Since every hotspot is unique in biome type and location, implementation of the outlined plan will vary from hotspot to hotspot. This page details how this implementation would take place within Madagascar, a country well known for its biodiversity. This case study is meant to give an idea of how our solution can be implemented in one country so that leaders of other countries can follow similar methods for determining how to best protect their hotspots.
Because it is an island, Madagascar contains a large variety of endemic species, which cannot be found anywhere else in the world (Cancio). Furthermore, the habitats many of these creatures are threatened, making Madagascar a hotspot, as we chose to define hotpots primarily by endemism and threat level. Madagascar is also home to a population of 20.7 million people (Madagascar-data and statistics, 2011). This classifies the hotspot as a Level Two Area, meaning that preservation efforts will need to take into account the people living within the hotspot.
As a Level Two area, logging, hunting, farming, and fishing will be limited to amounts and methods that are sustainable. As of 2003, agriculture accounted for 29 percent of Madagascar’s GDP. However, Eco-tourism is a growing industry in Madagascar. Major exports include coffee and vanilla (Protected Areas in Madagascar).
Given this information, it is clear that eliminating farming without a suitable replacement would be nearly impossible because of the number of people that depend on farming as a source of income. However, there are options for replacing this source. Encouraging farmers to turn to shade-grown coffee (which has less of an impact on biodiversity and can be sold for higher prices than regular coffee) can increase farmer’s profits. On a wider scale, increasing the levels of eco-tourism could provide new livelihoods for those who would otherwise turn to economic practices that lead to the destruction of hotspots. If the people of Madagascar can be educated on the ways that they can profit from eco-tourism, this could serve as a major incentive to avoid activities that cause biodiversity loss.

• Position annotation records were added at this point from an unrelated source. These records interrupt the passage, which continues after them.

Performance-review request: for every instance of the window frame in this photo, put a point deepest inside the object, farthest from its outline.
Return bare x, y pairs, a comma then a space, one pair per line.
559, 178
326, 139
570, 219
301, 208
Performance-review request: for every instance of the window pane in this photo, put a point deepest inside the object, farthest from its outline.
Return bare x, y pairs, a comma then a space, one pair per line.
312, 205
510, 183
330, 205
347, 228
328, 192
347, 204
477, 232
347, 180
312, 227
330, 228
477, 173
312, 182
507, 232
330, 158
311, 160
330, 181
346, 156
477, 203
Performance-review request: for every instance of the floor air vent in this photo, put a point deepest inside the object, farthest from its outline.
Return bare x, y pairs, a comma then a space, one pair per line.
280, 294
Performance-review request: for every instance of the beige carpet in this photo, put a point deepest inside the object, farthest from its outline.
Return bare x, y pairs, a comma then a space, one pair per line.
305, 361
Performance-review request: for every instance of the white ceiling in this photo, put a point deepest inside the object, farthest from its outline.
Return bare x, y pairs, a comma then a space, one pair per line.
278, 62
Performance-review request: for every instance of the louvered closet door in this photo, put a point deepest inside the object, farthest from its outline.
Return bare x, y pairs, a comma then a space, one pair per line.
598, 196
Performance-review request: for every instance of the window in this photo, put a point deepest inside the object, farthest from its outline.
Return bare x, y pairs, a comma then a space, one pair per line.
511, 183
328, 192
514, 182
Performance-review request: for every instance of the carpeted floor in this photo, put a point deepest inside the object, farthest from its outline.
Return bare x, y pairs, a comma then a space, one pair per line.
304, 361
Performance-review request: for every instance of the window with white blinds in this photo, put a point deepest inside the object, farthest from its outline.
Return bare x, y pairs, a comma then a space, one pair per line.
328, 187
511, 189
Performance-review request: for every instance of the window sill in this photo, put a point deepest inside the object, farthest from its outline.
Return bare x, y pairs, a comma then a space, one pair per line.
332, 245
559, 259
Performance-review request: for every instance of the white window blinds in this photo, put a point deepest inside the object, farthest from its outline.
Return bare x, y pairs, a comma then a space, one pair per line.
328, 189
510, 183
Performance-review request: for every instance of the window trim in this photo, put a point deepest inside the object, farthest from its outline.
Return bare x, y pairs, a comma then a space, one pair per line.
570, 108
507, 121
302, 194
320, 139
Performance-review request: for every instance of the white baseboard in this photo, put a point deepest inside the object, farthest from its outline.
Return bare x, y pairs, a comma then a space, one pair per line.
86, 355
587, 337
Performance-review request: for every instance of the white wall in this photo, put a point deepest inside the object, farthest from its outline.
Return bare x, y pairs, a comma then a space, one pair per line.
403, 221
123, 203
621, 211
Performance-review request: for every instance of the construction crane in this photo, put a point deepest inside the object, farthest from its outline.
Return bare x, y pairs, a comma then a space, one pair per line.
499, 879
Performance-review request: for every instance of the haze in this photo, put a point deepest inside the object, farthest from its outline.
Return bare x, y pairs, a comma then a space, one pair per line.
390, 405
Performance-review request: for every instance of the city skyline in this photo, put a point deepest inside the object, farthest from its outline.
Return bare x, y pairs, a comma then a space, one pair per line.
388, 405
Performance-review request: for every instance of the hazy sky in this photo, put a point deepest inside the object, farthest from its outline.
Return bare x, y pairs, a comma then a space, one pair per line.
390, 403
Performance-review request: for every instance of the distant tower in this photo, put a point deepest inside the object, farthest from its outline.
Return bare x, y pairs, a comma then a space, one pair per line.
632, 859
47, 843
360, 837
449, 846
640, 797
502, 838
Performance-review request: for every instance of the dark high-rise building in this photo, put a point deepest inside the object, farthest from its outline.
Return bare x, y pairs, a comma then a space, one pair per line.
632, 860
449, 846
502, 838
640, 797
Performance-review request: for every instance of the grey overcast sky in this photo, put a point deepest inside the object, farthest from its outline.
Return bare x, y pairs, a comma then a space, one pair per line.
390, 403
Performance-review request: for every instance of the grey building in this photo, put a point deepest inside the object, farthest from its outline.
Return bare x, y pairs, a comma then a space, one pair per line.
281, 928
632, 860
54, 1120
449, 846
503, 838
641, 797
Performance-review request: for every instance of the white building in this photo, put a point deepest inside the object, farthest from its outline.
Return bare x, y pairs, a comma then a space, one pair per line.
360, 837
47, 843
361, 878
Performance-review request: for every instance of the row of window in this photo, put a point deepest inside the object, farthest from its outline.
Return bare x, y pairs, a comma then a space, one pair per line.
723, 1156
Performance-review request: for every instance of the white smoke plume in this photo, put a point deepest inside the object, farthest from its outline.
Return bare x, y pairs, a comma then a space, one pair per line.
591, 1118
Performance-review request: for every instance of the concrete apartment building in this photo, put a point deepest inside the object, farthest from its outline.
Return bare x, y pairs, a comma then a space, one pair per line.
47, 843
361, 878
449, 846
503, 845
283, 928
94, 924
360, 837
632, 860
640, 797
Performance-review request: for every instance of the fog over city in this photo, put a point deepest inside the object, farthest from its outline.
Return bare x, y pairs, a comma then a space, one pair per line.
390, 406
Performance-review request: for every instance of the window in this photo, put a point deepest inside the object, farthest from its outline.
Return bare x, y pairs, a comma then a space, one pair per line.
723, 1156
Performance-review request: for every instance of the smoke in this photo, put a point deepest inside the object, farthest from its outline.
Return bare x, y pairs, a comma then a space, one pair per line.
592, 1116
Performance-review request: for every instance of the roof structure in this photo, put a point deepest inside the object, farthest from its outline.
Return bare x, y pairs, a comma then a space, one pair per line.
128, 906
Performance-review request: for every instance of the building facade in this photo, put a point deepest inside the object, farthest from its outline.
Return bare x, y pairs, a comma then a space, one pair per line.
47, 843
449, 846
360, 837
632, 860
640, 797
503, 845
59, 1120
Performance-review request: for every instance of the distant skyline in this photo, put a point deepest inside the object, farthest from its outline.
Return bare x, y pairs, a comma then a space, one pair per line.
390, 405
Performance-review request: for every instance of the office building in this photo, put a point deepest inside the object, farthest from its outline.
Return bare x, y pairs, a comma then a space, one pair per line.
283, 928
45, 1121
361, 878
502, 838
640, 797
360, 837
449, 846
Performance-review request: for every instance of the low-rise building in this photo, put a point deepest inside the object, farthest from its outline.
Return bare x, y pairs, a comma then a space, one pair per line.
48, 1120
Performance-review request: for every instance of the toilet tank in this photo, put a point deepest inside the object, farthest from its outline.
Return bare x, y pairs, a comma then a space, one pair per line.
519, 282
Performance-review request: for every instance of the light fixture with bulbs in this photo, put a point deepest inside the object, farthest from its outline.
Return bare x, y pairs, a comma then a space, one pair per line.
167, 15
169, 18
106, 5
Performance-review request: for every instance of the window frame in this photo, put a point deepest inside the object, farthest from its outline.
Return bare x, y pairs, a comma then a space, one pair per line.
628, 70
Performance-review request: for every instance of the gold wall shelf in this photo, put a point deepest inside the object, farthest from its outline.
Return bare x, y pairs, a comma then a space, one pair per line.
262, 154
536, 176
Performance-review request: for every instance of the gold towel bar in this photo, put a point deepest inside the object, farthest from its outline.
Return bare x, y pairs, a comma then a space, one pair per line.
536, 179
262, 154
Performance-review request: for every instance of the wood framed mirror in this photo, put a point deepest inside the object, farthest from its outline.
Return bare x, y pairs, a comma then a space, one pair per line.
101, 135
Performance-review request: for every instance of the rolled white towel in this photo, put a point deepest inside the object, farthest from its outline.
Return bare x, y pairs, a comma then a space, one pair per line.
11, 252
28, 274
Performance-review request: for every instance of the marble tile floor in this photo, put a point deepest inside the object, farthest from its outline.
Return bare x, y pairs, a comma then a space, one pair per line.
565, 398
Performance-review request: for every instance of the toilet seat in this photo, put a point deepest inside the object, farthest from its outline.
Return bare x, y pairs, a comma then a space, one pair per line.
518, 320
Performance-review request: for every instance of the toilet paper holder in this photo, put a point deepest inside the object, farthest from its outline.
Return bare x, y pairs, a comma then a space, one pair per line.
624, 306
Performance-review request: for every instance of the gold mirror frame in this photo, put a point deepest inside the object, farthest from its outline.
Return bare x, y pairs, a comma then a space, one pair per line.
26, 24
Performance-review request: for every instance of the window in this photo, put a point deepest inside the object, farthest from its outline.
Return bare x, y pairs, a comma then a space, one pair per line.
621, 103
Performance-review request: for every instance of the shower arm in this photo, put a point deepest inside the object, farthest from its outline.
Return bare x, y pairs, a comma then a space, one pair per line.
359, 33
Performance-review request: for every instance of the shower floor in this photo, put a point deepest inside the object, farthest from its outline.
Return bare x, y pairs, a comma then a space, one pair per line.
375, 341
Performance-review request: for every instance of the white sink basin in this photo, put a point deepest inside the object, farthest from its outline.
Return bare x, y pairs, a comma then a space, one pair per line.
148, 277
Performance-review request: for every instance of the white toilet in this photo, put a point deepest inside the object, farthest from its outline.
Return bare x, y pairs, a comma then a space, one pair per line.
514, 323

Madagascar is a republic that has been suffering political upheaval for the last few years. The New York Times reported that Rajoelina, the Malagasy president “does not seem to be very much in charge,” and illicit trade in rosewood trees has increased 25-fold since 2009 (Madagascar, 2010).
With this severe lack of governmental power, policy regulation becomes incredibly difficult. For this reason, we suggest that Madagascar use our proposed incentive-based system of enforcement. Under this system, incentives in the form of aid (such as food, medicine, and other basic necessities) would be given to citizens who respect hotspot regulations. Those who engage in practices that are harmful to biodiversity or are caught breaking a regulation would lose this aid. Since about 50 perecent of Madagascar’s population lives in poverty (Protected Areas in Madagascar), this aid will provide the Malagasy people with vital assistance while encouraging them to respect their nation’s biodiversity. This practice could be carried out by Protectors of Biodiversity without the assistance of government, since Protectors of Biodiversity can be employed by the ICB.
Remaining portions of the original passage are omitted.